Nothing
#' Compute estimates of real parameters with individual and design covariates
#'
#' Unlike covariate.predictions this function allows modification of design data covariates
#' as well as individual covariates for the computation of the real parameters. It does
#' this by modifying values in the design data, adding individual covariate values to the
#' design data and then applying the model formula to the modified design data to construct a
#' design matrix that is used with the beta estimates to construct the real parameter estimates.
#'
#' There are two restrictions. First,it only works with a single parameter type (eg Phi or p)
#' whereas covariate.predictions allows simultaneous estimation of multiple parameter types.

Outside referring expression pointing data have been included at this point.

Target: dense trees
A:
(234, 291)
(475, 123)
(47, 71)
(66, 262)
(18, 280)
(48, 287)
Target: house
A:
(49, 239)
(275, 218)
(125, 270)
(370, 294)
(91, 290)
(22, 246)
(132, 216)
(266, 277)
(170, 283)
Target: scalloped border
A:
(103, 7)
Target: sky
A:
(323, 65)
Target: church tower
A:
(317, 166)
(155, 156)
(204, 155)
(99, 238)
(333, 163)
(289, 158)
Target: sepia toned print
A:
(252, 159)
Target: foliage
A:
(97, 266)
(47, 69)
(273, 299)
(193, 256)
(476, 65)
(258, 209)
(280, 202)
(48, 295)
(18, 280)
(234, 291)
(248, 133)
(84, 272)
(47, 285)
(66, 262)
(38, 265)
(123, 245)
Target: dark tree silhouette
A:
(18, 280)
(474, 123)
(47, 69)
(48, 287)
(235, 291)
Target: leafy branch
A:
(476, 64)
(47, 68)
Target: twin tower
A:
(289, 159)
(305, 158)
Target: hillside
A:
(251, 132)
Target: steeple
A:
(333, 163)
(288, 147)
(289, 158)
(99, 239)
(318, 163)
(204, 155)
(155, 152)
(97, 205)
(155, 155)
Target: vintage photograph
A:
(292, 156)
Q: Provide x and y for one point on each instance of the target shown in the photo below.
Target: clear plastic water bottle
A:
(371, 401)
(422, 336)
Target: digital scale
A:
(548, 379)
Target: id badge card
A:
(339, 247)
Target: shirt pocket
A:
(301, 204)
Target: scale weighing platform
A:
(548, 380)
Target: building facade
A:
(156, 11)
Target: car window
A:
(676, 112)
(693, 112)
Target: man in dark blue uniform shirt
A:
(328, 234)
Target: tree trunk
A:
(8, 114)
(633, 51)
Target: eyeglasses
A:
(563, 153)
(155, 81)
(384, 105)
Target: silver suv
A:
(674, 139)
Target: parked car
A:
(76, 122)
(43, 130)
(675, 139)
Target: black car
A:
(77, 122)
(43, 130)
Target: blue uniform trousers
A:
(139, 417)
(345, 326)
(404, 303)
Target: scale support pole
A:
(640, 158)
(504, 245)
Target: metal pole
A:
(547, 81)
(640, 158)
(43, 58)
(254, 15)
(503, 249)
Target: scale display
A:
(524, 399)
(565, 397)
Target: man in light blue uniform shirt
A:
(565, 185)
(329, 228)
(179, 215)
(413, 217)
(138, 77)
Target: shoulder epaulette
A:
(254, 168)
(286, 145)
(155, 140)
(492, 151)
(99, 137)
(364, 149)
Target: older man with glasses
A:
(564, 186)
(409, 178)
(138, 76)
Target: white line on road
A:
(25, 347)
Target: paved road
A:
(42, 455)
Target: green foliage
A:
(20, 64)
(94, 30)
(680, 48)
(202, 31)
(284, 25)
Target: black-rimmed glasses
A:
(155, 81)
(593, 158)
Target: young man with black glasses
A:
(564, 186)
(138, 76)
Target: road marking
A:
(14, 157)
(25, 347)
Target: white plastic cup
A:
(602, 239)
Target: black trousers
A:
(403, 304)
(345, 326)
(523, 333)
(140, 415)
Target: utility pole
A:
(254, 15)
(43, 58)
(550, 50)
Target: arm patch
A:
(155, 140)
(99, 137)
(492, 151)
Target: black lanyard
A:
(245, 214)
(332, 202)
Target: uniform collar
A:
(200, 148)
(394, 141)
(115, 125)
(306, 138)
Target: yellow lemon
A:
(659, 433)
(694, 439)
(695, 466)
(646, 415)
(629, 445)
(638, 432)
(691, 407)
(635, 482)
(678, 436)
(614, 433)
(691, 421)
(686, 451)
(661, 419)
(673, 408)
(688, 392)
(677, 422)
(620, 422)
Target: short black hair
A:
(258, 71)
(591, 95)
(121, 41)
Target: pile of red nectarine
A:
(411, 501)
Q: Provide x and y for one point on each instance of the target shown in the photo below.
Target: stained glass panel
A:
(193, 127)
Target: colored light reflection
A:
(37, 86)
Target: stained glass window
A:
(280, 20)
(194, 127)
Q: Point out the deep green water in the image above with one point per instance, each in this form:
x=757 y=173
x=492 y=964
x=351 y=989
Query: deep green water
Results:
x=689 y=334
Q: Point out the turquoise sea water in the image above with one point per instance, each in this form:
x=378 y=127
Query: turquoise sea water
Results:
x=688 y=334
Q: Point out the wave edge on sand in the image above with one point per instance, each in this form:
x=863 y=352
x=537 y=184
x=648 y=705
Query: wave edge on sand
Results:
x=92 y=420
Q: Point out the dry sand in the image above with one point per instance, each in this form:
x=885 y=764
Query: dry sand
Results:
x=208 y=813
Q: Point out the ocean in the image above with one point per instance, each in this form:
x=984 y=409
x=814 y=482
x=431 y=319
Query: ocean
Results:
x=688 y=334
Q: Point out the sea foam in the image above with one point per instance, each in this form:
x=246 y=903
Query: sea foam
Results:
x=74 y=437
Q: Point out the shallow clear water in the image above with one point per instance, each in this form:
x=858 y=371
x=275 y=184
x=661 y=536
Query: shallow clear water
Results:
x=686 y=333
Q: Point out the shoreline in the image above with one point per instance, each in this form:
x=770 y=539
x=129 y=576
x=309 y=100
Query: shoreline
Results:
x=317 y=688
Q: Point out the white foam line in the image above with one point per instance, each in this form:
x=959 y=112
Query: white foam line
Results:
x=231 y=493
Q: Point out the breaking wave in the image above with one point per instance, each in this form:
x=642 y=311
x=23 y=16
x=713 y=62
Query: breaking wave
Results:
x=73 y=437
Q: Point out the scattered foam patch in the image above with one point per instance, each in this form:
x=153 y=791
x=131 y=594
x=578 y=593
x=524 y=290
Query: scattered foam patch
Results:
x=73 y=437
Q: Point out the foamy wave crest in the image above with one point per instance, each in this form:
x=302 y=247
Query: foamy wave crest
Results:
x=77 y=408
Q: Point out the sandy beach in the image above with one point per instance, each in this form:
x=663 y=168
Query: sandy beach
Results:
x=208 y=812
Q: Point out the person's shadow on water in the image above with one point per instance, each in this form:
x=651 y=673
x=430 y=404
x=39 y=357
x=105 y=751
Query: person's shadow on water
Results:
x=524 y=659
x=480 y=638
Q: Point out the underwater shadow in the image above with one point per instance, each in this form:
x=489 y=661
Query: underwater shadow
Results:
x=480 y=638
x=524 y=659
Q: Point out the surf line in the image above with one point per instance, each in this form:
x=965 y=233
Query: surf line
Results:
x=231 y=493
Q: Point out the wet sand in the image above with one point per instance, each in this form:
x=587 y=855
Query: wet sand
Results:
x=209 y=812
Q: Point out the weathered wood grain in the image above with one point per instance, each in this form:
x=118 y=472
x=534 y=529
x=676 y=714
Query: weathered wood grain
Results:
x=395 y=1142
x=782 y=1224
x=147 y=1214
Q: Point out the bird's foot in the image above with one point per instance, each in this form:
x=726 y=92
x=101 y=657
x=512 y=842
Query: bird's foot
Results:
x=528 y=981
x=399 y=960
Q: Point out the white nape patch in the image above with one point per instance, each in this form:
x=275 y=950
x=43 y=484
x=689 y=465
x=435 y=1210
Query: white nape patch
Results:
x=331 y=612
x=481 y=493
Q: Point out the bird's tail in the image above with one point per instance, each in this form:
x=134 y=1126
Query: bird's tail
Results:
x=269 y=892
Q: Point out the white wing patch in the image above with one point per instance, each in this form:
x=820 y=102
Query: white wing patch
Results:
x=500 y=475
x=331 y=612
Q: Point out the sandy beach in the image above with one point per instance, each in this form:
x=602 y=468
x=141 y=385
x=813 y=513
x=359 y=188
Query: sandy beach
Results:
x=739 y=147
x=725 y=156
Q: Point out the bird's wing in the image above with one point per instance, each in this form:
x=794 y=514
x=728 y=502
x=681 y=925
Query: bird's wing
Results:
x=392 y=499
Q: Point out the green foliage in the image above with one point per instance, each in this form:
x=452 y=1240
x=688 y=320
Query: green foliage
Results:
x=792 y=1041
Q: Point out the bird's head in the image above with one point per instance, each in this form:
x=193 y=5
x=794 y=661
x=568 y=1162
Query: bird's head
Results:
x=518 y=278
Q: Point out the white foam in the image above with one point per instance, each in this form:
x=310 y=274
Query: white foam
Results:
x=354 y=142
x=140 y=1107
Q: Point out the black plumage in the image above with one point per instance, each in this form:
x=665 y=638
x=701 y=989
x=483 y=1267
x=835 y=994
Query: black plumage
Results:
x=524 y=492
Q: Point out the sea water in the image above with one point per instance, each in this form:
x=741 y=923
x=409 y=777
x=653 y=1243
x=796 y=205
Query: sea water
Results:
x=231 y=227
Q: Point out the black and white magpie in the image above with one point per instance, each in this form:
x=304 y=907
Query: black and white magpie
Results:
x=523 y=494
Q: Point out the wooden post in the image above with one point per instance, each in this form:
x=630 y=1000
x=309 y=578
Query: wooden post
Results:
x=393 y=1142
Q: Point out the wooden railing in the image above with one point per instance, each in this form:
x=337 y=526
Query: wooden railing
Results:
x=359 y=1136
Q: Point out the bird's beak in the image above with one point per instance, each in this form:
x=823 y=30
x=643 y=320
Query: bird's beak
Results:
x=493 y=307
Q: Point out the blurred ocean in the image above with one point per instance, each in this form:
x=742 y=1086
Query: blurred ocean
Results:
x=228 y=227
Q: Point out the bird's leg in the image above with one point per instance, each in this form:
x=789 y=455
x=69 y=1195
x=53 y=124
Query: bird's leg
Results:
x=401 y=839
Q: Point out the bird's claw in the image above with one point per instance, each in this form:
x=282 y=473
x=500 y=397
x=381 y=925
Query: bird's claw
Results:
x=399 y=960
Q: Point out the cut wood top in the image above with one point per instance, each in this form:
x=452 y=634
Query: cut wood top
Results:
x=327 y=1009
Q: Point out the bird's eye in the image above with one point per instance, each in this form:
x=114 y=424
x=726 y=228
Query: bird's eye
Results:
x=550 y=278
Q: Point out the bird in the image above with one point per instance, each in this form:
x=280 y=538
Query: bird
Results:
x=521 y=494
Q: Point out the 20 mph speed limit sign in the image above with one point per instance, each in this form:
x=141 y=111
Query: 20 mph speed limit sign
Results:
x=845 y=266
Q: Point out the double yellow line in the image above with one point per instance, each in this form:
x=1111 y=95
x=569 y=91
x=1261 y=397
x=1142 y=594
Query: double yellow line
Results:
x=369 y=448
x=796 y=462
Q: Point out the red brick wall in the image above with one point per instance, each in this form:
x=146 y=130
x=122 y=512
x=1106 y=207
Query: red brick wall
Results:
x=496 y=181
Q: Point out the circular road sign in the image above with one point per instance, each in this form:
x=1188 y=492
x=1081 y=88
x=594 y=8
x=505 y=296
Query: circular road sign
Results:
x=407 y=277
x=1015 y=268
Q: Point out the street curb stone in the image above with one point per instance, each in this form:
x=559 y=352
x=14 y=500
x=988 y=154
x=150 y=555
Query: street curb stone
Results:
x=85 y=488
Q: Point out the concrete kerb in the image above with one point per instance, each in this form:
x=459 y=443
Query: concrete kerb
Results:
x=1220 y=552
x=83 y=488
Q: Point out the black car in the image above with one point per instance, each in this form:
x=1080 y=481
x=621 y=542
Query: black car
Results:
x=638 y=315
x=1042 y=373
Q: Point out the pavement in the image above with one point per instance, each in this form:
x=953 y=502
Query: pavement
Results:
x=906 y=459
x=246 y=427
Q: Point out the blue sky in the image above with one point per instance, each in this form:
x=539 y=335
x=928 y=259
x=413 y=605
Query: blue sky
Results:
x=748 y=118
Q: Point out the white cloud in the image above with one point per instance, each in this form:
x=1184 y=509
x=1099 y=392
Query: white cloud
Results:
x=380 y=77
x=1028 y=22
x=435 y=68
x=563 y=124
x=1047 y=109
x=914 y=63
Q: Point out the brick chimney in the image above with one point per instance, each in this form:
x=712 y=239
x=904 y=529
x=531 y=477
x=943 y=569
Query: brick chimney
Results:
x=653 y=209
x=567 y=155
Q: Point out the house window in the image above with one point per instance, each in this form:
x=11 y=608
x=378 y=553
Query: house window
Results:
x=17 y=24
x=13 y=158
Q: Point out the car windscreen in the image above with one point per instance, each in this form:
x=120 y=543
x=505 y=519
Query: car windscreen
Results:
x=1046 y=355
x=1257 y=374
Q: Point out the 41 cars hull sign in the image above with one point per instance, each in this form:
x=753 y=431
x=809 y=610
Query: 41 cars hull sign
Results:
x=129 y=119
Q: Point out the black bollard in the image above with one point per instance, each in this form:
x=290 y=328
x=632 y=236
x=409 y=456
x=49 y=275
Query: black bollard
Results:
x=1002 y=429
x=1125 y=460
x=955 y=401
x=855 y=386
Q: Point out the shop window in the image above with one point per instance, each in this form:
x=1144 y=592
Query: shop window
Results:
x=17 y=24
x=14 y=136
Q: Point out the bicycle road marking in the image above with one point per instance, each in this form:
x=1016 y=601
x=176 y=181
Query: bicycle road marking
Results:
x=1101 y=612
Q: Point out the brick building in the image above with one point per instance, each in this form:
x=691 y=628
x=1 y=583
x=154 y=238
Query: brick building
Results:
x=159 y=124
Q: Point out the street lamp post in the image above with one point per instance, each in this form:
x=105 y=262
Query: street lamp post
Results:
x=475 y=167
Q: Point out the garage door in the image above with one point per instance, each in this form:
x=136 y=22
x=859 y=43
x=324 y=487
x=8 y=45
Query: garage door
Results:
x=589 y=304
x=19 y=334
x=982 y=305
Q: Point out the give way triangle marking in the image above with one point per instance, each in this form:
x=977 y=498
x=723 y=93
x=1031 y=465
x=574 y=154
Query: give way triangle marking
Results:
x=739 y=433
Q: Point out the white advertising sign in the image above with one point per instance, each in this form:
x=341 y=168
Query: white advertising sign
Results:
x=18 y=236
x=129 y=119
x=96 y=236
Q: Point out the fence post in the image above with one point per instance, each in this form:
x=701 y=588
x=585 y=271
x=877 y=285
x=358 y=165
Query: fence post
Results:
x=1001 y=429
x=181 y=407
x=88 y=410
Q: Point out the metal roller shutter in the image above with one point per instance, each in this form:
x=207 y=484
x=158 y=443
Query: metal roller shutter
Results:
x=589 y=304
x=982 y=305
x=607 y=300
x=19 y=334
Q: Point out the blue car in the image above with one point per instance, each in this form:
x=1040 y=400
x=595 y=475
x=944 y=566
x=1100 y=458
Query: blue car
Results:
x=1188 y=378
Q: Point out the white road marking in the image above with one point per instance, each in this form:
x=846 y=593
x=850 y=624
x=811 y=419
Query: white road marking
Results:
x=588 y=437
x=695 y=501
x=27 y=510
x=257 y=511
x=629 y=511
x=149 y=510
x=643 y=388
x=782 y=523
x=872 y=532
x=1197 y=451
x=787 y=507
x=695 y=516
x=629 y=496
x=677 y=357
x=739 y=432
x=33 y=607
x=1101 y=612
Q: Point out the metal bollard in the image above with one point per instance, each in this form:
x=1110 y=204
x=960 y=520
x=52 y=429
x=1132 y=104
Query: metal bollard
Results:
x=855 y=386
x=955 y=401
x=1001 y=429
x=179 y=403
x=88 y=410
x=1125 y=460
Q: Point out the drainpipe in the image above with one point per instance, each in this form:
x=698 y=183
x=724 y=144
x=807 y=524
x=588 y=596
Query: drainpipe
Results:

#' Second, if the row from df is a fixed parameter that will only be identified if it uses the fix
#' parameter in the design data. It will not work with the original approach of using index and fixed as
#' arguments. This should be a minor restrictioin because it doesn't make sense to compute a range of
#' real parameter values for a fixed parameter.
#'
#' The primary arguments are model which is a fitted mark model object and df which is one of
#' the design dataframes from the design data list (ddl) used to fit the model. The value of
#' df can be a subset of the original design dataframe but do NOT create an arbitrary dataframe
#' for use as df because if you don't get the indices correct or you don't construct the factor
#' variables correctly, it will likely fail or the results could be bogus.
#'
#' The argument parameter is just the character name for the parameter ("Phi"). It is only used
#' to extract the correct formula from the fitted model.
#'
#' The argument beta can provide values for the beta coefficients other than the fitted ones but
#' if you do so, don't expect the variances to make sense as the beta.vcv is computed at the
#' fitted values. The default for beta is to use the fitted values so it need not be specified.
#'
#' The argument data is a dataframe containing values for individual covariates or replacement
#' values for design data covariates. Do not replace values of factor variables which probably
#' would not make sense anyhow. If replicate=FALSE then the number of rows in df must match the
#' number of rows in data and the values in df are replaced (if design covariate) or added if
#' an individual covariate. If replicate=TRUE, then design data (df) is replicated for each row
#' in data and the values in data are computed for each one of the rows in df. Using replicate=TRUE
#' would make sense in a case where the value can differ for the index. For example, if one of the
#' design covariates was temperature then you might want to compute the values at a range of temperatures
#' for a row in the design data representing each age class in the data.
#'
#' The arguments se and vcv control computation of the std errors and v-c matrix.
#'
#' @param model MARK model object
#' @param df design dataframe subset
#' @param parameter names of the parameter
#' @param replicate if FALSE then number of rows in data must match the number of rows in df
#' @param beta estimates of beta parameters for real parameter computation
#' @param data dataframe with covariate values
#' @param se if TRUE returns std errors and confidence interval of real
#' estimates
#' @param vcv logical; if TRUE, sets se=TRUE and returns v-c matrix of real
#' estimates
#' @return A data frame (\code{real}) is returned if \code{vcv=FALSE};
#' otherwise, a list is returned also containing vcv.real: \item{real}{ data
#' frame containing estimates, and if se=TRUE or vcv=TRUE it also contains
#' standard errors and confidence intervals and notation of whether parameters
#' are fixed or at a boundary} \item{vcv.real}{variance-covariance matrix of
#' real estimates}
#' @author Jeff Laake
#' @export
#' @seealso
#' \code{\link{inverse.link}},\code{\link{deriv_inverse.link}}
#' @keywords utility
#' @examples
#'
#' data(dipper)
#' dp=process.data(dipper)
#' ddl=make.design.data(dp)
#' model=mark(dp,ddl,model.parameters=list(Phi=list(formula=~Time)),delete=TRUE)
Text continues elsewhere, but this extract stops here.